In the era of Beatlemania the young and hip gathered at the Record Rendezvous in Switzers to listen to the latest singles in soundproofed booths. Flick Buckley, the Mary Quant consultant, wore a daring Quant mini as she strolled around the store.
Brown Thomas won the Coupe d’Or Du Bon Gout Francais for good taste in 1960 and its glamour was copperfastened when Princess Grace stopped off with her husband Prince Rainier on their visit to Ireland in the following year. Norah McGuinness decorated the entire store in red and white, the Monaco colours, and Mediterranean touches such as cacti. Grace was found to be “utterly charming and exquisite” and Rainer to have “stunning” blue eyes.
James Mason and Rita Hayworth were other stars of the screen to visit; and stars of the small screen such as Gay Byrne and Monica Sheridan were now joining them.
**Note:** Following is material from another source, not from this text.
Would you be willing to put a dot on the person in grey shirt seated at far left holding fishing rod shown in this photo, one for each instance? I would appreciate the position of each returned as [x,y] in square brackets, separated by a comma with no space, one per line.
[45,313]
By 1970, however, spending was stagnant and Brown Thomas needed rescuing. The knight with silver dollars was Galen Weston, scion of a Canadian retail magnate, and married to Dubliner Hilary Frayne, a former model. Like the proprietors before him, the Westons would bring changes and innovations.
When they left for Canada in the 1980s the store was in the capable and imaginative hands of managing director George McCullagh. It was McCullagh who in the 1990s oversaw the most radical change of all, the absorption into Brown Thomas of old rival, Switzers, and a move across the road into its premises. This ‘best of both worlds’ would carry the venerable store into the new millennium.
- Anne Haverty wrote Elegant Times, A Dublin story, a history of Brown Thomas and Switzers and also of Dublin, from the 1800s to the 1980s. The book was published by Sonas in 1995.